The focusing mechanism for an LED spotlight according to claim 3, characterized in that
the fulcrum is connected to one side of the light source casing far away from the lens assembly in a relatively slidable manner.
The focusing mechanism for an LED spotlight according to claim 3, characterized in that
the first endpoint is relatively rotatablely connected to the lever connection plate, and a rotation direction of the first endpoint with respect to the lever connection plate is perpendicular to the motor shaft.
The focusing mechanism for an LED spotlight according to claim 6, characterized in that
the second endpoint rotates with respect to the lens assembly, and a rotation direction is perpendicular to the motor shaft.

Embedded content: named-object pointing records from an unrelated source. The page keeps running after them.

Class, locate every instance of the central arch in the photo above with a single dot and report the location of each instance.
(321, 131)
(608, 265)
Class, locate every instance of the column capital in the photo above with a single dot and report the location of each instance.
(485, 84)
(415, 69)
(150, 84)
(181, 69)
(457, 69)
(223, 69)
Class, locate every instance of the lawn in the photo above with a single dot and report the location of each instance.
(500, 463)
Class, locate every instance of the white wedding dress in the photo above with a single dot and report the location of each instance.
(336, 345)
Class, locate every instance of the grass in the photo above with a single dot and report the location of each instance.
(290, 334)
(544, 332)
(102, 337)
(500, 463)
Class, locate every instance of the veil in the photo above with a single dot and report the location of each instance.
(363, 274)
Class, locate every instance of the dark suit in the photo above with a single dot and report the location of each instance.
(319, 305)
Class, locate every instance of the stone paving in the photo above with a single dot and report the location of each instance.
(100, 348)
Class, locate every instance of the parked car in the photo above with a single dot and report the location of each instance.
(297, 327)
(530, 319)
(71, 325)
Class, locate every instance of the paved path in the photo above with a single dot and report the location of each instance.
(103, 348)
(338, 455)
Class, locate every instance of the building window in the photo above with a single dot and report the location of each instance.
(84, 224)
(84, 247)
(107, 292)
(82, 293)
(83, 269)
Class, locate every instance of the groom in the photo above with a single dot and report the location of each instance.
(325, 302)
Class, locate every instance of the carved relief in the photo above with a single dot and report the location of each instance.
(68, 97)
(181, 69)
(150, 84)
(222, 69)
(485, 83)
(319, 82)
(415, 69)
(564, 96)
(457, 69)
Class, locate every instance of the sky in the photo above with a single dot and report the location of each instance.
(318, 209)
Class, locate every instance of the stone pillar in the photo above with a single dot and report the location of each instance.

The focusing mechanism for an LED spotlight according to claim 3, characterized in that
a distance from the first endpoint to the fulcrum is greater than a distance from the second endpoint to the fulcrum.
The focusing mechanism for an LED spotlight according to claim 3, characterized in that
the lever is a triangle plate, the first endpoint, the second endpoint and the fulcrum are respectively located at three angles of the triangle plate, the first endpoint is opened with a hole for rotatablely connecting the lever with the lever connection plate, the second endpoint is opened with a hole for connecting the lever with the lens assembly, and the fulcrum protrudes from the angel towards the light source casing.
The focusing mechanism for an LED spotlight according to claim 3, characterized in that
the lever connection plate has a base sheet with at least three blades evenly distributed on a plane, and bending portions with the same number as that of the blades; each of the bending portions is perpendicularly connected to one corresponding blade and is parallel to the axial direction of the motor shaft; the bending portion is opened with a lever connection hole for connecting the first endpoint of the lever.
The focusing mechanism for an LED spotlight according to claim 3, characterized in that
the focusing mechanism for an LED spotlight further comprises a connection post, and the connection post is connected to the second endpoint of the lever and the lens assembly.
The focusing mechanism for an LED spotlight according to claim 11, characterized in that
springs and positioning posts with the same number as that of the connection posts are further disposed between the light source assembly and the lens assembly; the spring is sleeved to a periphery of the positioning post, one end of the spring is held against the light source assembly, and the other end is held against the lens assembly.
The focusing mechanism for an LED spotlight according to claim 12, characterized in that
the focusing mechanism for an LED spotlight further comprises a lock nut, and the connection post passes through the positioning post and the lens assembly and is connected to the lock nut.
The focusing mechanism for an LED spotlight according to claim 3, characterized in that
the motor drive device comprises a motor, a motor support, and a motor connection disk, the motor is fixedly connected to the light source casing through the motor support; the motor shaft of the motor is spirally connected to the motor connection disk, the motor connection disk is fixedly connected to the lever connection plate, and the motor connection disk and the lever connection plate are both sleeved on the motor shaft.
The focusing mechanism for an LED spotlight according to claim 14, characterized in that
the focusing mechanism for an LED spotlight further comprises a guide post disposed in the axial direction of the motor shaft, one end of the guide post is fixed on the motor support, and the other end is fixed on the lever connection plate.
A Light Emitting Diode (LED) spotlight, characterized in that the LED spotlight comprises the focusing mechanism for an LED spotlight according to any one of claims 1 to 15.